Nancy's lip began to tremble. She was tired, and somehow--somehow it all seemed such a waste, if they weren't to have it! She busied herself untying Anne's napkin, and sent the three children on a gingerly tour of inspection down to the beach.

"Now listen a moment!" Mr. Rogers said. And Nancy added gently, almost tremulously:

"Do just LISTEN to him, Bert!"

"You pay rent, don't you?" began Mr. Rogers, "Sixty, you said? That's seven hundred and twenty dollars a year, and you have nothing to show for it! But you'd consider seventy-five or a hundred cheap enough for a place like this wouldn't you?"

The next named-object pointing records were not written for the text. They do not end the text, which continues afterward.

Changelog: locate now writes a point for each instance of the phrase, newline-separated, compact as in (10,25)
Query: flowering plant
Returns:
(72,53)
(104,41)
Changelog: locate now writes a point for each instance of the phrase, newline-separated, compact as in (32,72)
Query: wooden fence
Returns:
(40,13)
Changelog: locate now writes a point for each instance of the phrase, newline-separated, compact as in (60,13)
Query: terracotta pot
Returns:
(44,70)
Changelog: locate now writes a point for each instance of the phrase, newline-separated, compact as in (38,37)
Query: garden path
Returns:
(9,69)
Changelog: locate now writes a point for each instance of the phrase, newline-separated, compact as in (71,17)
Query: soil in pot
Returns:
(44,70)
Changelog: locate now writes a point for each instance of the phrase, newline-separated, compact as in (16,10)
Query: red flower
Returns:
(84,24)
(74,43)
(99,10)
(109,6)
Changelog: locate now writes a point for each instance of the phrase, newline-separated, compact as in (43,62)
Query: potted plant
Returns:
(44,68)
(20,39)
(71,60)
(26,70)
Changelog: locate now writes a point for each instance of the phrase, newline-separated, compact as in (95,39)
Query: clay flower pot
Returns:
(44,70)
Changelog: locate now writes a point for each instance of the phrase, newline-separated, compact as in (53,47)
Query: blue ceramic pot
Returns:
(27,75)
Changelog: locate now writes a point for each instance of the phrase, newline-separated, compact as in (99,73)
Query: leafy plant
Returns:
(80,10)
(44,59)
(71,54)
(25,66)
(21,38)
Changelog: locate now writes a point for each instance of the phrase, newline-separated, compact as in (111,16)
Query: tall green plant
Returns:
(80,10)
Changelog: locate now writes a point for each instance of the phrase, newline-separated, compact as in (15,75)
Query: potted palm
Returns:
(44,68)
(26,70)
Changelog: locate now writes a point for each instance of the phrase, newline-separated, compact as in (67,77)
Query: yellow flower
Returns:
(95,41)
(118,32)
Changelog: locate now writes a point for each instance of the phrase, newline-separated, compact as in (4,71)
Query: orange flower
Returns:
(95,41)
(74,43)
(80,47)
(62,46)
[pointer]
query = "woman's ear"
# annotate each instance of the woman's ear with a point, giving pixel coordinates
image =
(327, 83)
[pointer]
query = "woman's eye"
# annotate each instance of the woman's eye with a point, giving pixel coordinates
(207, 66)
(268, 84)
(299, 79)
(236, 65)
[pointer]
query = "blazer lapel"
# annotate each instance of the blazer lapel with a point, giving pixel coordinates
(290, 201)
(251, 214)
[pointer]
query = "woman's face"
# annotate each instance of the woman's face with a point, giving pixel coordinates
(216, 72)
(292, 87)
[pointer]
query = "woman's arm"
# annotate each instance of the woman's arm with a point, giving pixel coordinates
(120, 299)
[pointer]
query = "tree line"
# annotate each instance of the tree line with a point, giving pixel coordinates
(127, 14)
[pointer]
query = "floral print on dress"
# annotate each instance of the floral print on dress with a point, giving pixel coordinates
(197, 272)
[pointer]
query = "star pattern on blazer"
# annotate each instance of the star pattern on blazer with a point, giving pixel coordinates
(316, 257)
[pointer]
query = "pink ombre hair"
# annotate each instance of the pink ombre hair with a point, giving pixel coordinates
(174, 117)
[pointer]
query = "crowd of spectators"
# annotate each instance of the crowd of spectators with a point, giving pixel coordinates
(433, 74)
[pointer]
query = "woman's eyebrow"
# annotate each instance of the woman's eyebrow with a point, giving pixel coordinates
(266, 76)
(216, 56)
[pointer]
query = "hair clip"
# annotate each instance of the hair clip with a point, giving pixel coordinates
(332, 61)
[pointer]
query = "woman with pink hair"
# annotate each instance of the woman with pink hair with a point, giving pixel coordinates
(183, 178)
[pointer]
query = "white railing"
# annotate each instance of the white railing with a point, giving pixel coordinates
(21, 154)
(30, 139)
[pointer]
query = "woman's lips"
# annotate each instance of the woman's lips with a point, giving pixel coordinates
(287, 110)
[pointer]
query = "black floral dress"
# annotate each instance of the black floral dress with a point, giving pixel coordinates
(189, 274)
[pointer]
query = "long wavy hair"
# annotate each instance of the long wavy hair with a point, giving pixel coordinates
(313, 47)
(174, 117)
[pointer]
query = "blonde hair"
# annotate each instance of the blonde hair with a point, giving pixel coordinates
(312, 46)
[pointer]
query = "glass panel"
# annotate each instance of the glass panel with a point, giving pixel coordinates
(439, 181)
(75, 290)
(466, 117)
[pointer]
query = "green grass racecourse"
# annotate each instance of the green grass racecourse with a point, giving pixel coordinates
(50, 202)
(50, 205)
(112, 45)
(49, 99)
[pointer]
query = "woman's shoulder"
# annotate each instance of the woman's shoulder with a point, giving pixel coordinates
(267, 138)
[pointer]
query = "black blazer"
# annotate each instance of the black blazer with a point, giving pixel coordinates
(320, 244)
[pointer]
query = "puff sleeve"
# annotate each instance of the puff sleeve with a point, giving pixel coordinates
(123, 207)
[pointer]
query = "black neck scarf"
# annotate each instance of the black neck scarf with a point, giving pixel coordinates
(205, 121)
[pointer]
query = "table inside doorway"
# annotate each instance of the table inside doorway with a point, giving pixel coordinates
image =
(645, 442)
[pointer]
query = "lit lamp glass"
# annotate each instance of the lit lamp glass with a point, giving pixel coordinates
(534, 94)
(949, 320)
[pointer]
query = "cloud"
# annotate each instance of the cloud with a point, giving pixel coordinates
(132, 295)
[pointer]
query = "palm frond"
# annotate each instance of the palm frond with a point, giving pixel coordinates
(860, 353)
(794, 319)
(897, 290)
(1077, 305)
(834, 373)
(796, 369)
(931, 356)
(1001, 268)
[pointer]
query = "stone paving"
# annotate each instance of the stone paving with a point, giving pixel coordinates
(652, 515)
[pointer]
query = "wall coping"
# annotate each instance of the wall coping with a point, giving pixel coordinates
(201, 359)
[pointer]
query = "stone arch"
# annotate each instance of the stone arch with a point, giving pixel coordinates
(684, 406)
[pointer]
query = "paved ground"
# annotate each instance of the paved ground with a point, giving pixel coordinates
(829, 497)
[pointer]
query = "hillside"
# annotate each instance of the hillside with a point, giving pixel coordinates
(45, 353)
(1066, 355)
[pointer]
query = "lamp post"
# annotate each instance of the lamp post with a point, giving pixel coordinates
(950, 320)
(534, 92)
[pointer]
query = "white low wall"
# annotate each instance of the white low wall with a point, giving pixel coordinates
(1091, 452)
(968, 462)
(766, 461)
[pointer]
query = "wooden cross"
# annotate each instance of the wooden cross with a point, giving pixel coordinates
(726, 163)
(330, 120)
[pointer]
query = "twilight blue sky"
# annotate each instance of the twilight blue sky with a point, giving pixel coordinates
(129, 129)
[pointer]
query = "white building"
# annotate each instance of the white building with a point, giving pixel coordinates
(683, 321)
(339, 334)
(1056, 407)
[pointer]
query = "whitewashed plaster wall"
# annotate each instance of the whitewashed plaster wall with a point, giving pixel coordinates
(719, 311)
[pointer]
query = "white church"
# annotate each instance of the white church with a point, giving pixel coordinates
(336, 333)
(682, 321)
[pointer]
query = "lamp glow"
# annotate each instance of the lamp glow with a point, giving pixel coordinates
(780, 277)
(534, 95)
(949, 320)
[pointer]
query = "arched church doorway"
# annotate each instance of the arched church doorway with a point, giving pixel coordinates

"I could go--a hundred, yes," Bert admitted, clearing his throat.

"You don't HAVE to go any hundred," the agent said, triumphantly. "And besides that, isn't it to your advantage to live in your own house, and have a home that you can be proud of, and pay everything over your interest toward your mortgage? We have people here who only paid two or three thousand down, we don't push you--that isn't our idea. If you can't meet our terms, we'll meet yours. You've got your nest-egg, whatever it is----"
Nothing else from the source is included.